Hierzu führten die Richter des BFH weiter aus:

  • Entfällt bei einem Gegenstand, den der Unternehmer zunächst gemischt für steuerpflichtige und steuerfreie Umsätze genutzt hatte, die Verwendung für die steuerpflichtigen Umsätze, während der Unternehmer die Verwendung für die steuerfreien Umsätze fortsetzt, kann dies zu einer Vorsteuerberichtigung nach § 15a UStG führen.

  • Demgegenüber bewirkt der bloße Leerstand ohne Verwendungsabsicht keine Änderung der Verhältnisse.

  • Zur Vorsteuerberichtigung hat der EuGH in seinem Urteil v. - C 374/19 „Finanzamt Bad Neuenahr-Ahrweiler“ entschieden, dass Art. 184, 185 und 187 MwStSystRL "einer nationalen Regelung nicht entgegenstehen, nach der ein Steuerpflichtiger, der das Recht erworben hat, die auf die Errichtung einer zur Nutzung sowohl für besteuerte als auch für steuerbefreite Umsätze bestimmten Cafeteria im Anbau eines von ihm umsatzsteuerfrei betriebenen Alten- und Pflegeheims entfallende Vorsteuer anteilig abzuziehen, zur Berichtigung des ursprünglichen Vorsteuerabzugs verpflichtet ist, wenn er jeglichen besteuerten Umsatz in den Räumlichkeiten dieser Cafeteria eingestellt hat, sofern er weiterhin steuerbefreite Umsätze in diesen Räumlichkeiten getätigt und diese somit nunmehr ausschließlich für diese Umsätze genutzt hat".

  • Entscheidend ist hierfür, dass "die Räumlichkeiten der genannten Cafeteria (...) nicht leer stehen, sondern nunmehr ausschließlich im Rahmen steuerbefreiter Umsätze genutzt werden" ( „Finanzamt Bad Neuenahr-Ahrweiler“, Rz 30).

  • Auf dieser Grundlage kommt es darauf an, ob die Räumlichkeiten der Cafeteria nunmehr "ausschließlich für die Zwecke der steuerbefreiten Umsätze der Klägerin des Ausgangsverfahrens verwendet wurden, was jedoch vom vorlegenden Gericht zu überprüfen ist".

  • Es "dienen die im früheren Stadium getätigten Umsätze [dann] (...) nicht mehr der Erbringung besteuerter Leistungen und unterliegen damit dem Mechanismus der Berichtigung der Abzüge" ( „Finanzamt Bad Neuenahr-Ahrweiler“, Rz 32).

Anmerkung von Dr.
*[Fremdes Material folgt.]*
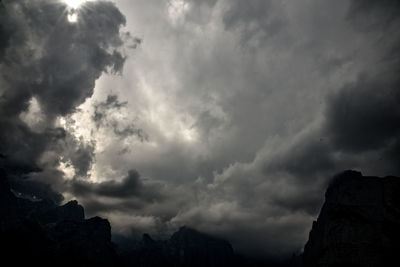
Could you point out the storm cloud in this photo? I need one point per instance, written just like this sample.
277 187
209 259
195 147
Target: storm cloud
228 116
48 68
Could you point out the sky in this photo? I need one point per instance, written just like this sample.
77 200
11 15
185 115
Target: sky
227 116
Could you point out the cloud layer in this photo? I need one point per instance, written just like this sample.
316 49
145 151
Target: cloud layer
229 116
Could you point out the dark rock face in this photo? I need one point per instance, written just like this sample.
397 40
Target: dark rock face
359 223
41 233
187 247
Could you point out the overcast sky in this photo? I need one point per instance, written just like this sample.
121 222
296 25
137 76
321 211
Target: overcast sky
228 116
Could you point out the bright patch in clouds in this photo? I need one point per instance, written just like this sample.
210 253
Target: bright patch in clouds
73 17
74 3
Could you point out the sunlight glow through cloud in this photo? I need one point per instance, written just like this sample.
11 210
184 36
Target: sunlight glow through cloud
74 3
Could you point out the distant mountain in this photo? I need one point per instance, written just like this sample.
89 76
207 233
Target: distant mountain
186 247
359 223
40 233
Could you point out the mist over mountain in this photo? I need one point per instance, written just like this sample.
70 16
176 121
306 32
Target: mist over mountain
226 116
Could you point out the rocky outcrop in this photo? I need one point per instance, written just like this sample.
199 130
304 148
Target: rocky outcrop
359 223
41 233
186 247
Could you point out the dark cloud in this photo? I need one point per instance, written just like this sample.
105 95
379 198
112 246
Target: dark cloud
48 59
365 115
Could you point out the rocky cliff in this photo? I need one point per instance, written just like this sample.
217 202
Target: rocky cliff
186 247
40 233
359 223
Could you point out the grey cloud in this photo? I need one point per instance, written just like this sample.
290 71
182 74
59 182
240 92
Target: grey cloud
101 117
45 57
365 115
254 18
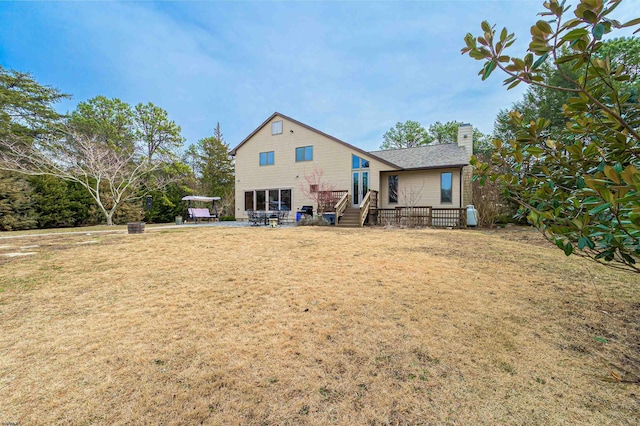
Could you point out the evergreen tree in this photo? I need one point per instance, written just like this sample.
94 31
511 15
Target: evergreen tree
215 164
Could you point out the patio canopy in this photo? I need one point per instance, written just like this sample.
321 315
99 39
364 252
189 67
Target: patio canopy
199 198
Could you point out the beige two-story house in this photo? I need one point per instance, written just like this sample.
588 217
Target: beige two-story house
275 162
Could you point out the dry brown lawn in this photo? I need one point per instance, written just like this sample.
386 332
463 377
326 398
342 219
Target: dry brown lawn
318 325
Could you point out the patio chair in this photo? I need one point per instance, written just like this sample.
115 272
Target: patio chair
253 217
283 215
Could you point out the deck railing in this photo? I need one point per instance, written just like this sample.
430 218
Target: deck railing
327 200
342 205
364 208
423 216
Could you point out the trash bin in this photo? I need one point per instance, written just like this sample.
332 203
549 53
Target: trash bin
330 218
135 228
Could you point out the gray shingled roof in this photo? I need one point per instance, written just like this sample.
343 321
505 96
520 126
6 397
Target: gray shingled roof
426 157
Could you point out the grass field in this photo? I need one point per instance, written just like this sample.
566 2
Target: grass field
314 325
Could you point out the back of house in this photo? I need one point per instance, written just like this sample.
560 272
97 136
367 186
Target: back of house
283 163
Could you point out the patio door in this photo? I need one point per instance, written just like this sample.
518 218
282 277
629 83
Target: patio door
359 187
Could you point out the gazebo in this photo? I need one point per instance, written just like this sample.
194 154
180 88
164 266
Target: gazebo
201 213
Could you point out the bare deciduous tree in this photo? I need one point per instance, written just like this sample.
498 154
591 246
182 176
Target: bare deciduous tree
111 176
317 189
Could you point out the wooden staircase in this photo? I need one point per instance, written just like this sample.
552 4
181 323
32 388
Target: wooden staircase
350 218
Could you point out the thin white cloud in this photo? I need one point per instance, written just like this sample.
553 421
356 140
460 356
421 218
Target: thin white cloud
350 69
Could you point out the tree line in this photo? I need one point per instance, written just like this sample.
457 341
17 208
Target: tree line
96 164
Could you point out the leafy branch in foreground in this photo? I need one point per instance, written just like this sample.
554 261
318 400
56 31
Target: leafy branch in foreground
581 188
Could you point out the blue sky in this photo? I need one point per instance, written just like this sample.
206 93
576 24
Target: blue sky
350 69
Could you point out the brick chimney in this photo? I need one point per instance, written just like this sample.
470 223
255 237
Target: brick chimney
465 137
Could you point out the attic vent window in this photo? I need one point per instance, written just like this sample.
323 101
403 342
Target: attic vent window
276 128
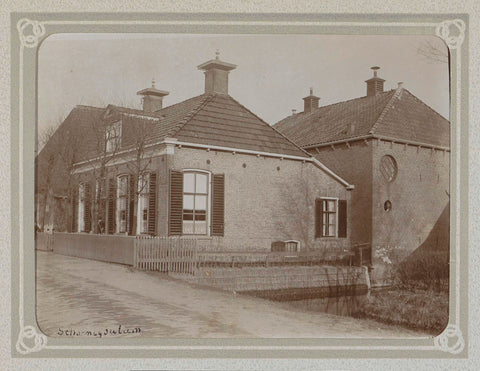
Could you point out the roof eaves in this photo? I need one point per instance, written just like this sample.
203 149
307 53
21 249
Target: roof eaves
271 126
190 115
385 110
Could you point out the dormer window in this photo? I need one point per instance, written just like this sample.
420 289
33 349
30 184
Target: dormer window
113 137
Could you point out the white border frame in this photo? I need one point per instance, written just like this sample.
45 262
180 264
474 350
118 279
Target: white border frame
30 33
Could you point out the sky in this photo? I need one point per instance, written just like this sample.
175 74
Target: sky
273 74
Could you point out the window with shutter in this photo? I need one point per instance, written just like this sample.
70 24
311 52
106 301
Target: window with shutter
218 205
342 218
152 204
143 203
122 202
74 212
81 208
131 203
318 218
111 206
87 205
326 212
176 203
195 203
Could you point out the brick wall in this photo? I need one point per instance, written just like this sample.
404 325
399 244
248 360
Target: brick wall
266 199
354 165
418 195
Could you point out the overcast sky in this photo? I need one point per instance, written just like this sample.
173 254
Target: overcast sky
274 72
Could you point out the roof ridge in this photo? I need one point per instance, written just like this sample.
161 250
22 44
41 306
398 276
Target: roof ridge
385 110
87 106
186 119
272 127
426 105
328 105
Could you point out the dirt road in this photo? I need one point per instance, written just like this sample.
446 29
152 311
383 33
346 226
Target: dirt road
78 297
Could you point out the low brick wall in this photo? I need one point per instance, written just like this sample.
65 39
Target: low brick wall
113 249
44 241
284 282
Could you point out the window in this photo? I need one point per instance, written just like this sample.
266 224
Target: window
388 168
329 218
195 203
143 202
81 207
113 135
122 196
101 199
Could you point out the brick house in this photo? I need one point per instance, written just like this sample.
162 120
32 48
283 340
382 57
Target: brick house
395 149
205 167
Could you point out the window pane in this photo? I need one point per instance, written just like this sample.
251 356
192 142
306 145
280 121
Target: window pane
122 186
143 183
189 182
188 227
187 214
200 227
201 184
200 202
200 215
188 202
122 204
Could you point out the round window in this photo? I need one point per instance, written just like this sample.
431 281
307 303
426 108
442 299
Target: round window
388 168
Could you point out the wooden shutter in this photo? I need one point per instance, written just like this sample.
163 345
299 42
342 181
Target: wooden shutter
152 204
218 205
130 203
318 218
87 211
175 221
75 211
111 205
342 218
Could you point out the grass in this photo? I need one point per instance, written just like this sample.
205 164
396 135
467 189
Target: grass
424 310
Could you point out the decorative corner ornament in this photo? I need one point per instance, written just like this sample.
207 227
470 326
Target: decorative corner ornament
450 340
452 32
30 32
29 332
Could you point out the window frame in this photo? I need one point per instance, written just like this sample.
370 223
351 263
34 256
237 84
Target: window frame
116 128
81 207
322 199
208 204
117 200
143 193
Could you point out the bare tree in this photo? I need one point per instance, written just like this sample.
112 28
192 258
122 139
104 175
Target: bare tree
140 160
432 53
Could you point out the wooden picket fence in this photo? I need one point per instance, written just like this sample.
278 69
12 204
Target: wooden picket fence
166 254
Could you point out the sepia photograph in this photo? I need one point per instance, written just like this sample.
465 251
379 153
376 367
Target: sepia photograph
242 186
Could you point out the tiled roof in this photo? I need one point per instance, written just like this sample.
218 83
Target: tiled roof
209 119
222 121
395 113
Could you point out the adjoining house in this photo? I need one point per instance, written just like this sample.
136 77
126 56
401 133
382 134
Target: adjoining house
395 149
205 167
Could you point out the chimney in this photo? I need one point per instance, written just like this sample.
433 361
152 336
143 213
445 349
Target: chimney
152 98
216 75
310 103
375 84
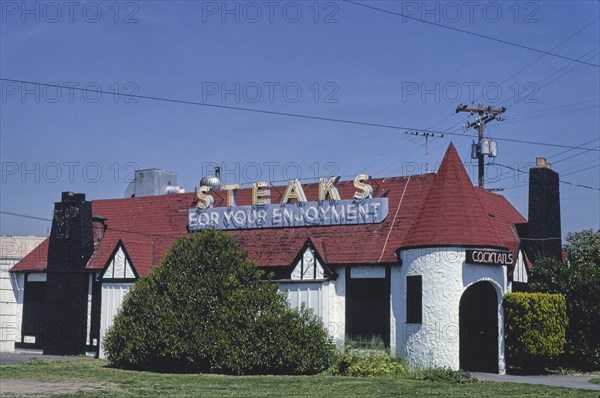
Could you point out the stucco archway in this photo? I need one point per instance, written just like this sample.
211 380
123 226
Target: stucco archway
478 324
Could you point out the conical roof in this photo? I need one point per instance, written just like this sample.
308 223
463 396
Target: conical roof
453 214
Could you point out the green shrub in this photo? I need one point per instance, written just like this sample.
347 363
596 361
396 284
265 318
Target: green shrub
208 308
579 282
361 362
535 327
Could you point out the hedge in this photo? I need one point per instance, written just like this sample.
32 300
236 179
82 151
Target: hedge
535 328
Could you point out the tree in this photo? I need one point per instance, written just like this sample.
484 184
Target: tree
207 307
579 281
Hans-Hermann Heidner, Richter im V. Senat des BFH:

Das Urteil ist die Folgeentscheidung zum „Finanzamt Bad Neuenahr-Ahrweiler“. Aus diesem Urteil folgt, dass es zu einer Vorsteuerberichtigung führen kann, wenn bei einem Gegenstand, den der Unternehmer zunächst gemischt für steuerpflichtige und steuerfreie Umsätze genutzt hatte, die Verwendung für die steuerpflichtigen Umsätze entfällt und der Unternehmer die Verwendung für die steuerfreien Umsätze fortsetzt. Demgegenüber bewirkt der bloße Leerstand ohne Verwendungsabsicht keine Änderung der Verhältnisse.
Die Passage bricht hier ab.